The EBook Dilemma

I love reading. What writer doesn’t? I am a bit all over the place with what I read. I love just about all genres, but my guilty pleasure reading is mostly science fiction. On top of all of this, I am a gadget geek. Almost five years ago, I discovered Palm Reader (now eReader), and found that I could purchase some of those science fiction books- as well as many other genres- in “eBook” format. Basically, eBooks are digital versions of books, existing as a file that you can read on one’s desktop or (in my case) PDA.

I suddenly found that I could hold an entire library on a tiny card. I loved it. For a few years, that is almost exclusively what I read. I read books from Star Trek to Stephen King to a biography of Pope Pius XII (and his connections to Hitler). I could read at night and not bother my wife with having the light on. I could read while waiting for doctor, or in the car waiting for my wife. I could read at work while on lunch. It is incredibly convenient to read eBooks, if you have a device. Unfortunately, there are headaches, and some of it stems from what format to use. You see, publishers want to avoid pirating of books, and one can certainly understand this. However, most of the methods that they use to prevent customers from potentially pirating books can confuse and frustrate them. There is no single eBook standard. And each eBook program uses a different method to lock down their books.
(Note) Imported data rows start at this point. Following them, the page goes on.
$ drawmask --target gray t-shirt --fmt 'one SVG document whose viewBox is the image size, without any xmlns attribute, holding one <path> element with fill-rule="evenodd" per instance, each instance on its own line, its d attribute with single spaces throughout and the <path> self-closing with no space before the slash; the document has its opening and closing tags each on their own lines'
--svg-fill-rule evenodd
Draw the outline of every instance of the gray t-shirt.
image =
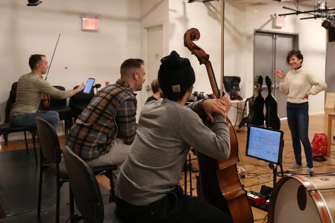
<svg viewBox="0 0 335 223">
<path fill-rule="evenodd" d="M 179 182 L 190 146 L 218 159 L 229 157 L 226 120 L 214 113 L 211 130 L 194 112 L 203 112 L 201 101 L 189 108 L 164 98 L 144 106 L 135 140 L 121 167 L 116 196 L 138 206 L 164 197 Z"/>
</svg>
To be blunt: most of the encryption (or DRM- Digital Rights Management) methods used are cumbersome. Mobipocket, Adobe, and Microsoft require you to “activate” your device on their websites. Once you activate a device (using a unique identifier supplied through the reader program on the PC or PDA), you can download the eBook and read it only on that device. You can activate multiple devices, usually at the limit of two or three. But the eBooks can only be read on the devices that they are activated for. The method used by eReader is much more practical. The credit card you used to purchase the eBook, as well as the name on the card, act as the codes to unlock the book. This is why I have purchased just about all of my eBooks from eReader.com.
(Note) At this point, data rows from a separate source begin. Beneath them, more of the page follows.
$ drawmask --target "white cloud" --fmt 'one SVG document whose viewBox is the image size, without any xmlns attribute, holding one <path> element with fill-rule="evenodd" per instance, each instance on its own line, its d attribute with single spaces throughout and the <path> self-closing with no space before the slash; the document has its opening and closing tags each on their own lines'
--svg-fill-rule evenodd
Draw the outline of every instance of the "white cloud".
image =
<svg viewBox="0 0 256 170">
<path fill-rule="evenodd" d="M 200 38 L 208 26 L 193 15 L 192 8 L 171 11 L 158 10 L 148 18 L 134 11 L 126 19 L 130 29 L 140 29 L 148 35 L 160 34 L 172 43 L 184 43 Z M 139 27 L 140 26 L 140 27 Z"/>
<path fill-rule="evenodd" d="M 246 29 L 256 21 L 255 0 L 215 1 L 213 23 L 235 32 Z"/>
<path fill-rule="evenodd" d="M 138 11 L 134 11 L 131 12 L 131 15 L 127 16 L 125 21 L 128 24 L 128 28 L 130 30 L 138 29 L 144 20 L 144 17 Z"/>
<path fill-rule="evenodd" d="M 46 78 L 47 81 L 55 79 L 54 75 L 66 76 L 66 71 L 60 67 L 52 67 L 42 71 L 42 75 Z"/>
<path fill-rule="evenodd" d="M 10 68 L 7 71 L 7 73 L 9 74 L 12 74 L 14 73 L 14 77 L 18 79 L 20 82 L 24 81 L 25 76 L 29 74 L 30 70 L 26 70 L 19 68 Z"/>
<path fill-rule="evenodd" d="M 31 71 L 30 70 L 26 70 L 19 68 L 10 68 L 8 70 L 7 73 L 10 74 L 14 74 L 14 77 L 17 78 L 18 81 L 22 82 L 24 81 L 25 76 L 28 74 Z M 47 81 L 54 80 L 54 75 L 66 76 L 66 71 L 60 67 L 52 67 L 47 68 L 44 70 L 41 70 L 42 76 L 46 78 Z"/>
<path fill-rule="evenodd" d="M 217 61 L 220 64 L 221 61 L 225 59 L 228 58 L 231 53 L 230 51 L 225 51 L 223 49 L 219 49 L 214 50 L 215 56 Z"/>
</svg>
Their system strikes the right balance in encryption and ease-of-use. Of the actual eBook readers available, the two I find easiest to use are eReader (my preferred reader) and Mobipocket. Adobe’s reader is barely adequate on PalmOS-based devices and embarrassing on Pocket PCs. It is slow, and a chore to work with. Microsoft Reader is not much better (though, to be fair, I last used version 2.2 on a Pocket PC 2002-based device a eighteen months ago). I always found Microsoft Reader’s activation to be typical of Microsoft: intrusive and difficult. I took an HTML-formatted book and converted it to both Mobipocket and Microsoft Reader formats, using their respective publishing tools. The Microsoft Reader version was a dog in terms of performance. It would take well over fifteen to twenty seconds to first load, navigation required the patience of Job, and it was a memory hog. The Mobipocket copy, however, opened up fast, and navigation was just as quick. Performance and DRM issues aside, there is the question of portability. All the major eBook readers have versions of their applications for PCs. Microsoft (being, well, Microsoft) has their Reader also available for Pocket PCs only. Adobe, Mobipocket, and eReader have versions for both Pocket PCs and PalmOS-based devices. Mobipocket and eReader support Symbian-based devices on top of the rest, but Mobipocket trumps them all by offering support for older Windows CE devices as well as older Psion palmtops. So the lesson here is: make sure you purchase your eBooks in a format supported on your PDA if you’re going planning on taking them with you everywhere.

The final area of contention: price. Amazingly, eBooks of newly released hardcover books easily sell for over fifteen dollars. Now, considering there is little overhead in producing an eBook (no printing and shipping costs), that price is absurd to ask of consumers. Publishers will need to bite the bullet on this issue. I think it is particularly funny when an eBook is, say, twenty dollars because it is out in hardcover, but when the paperback edition comes out, the price of the eBook falls to about five or six dollars. Unbelievable.

Will eBooks replace physical books? Doubtful. There is just something about holding a book in your hands and thumbing through the pages as you look for a favorite line, scene, or chapter that eBooks may never duplicate. But for others, eBooks are the way of the future. It’s just a shame that there is no single, easy, and universal standard for eBooks. Until this happens, I can’t see them gaining widespread acceptance. And that is a shame.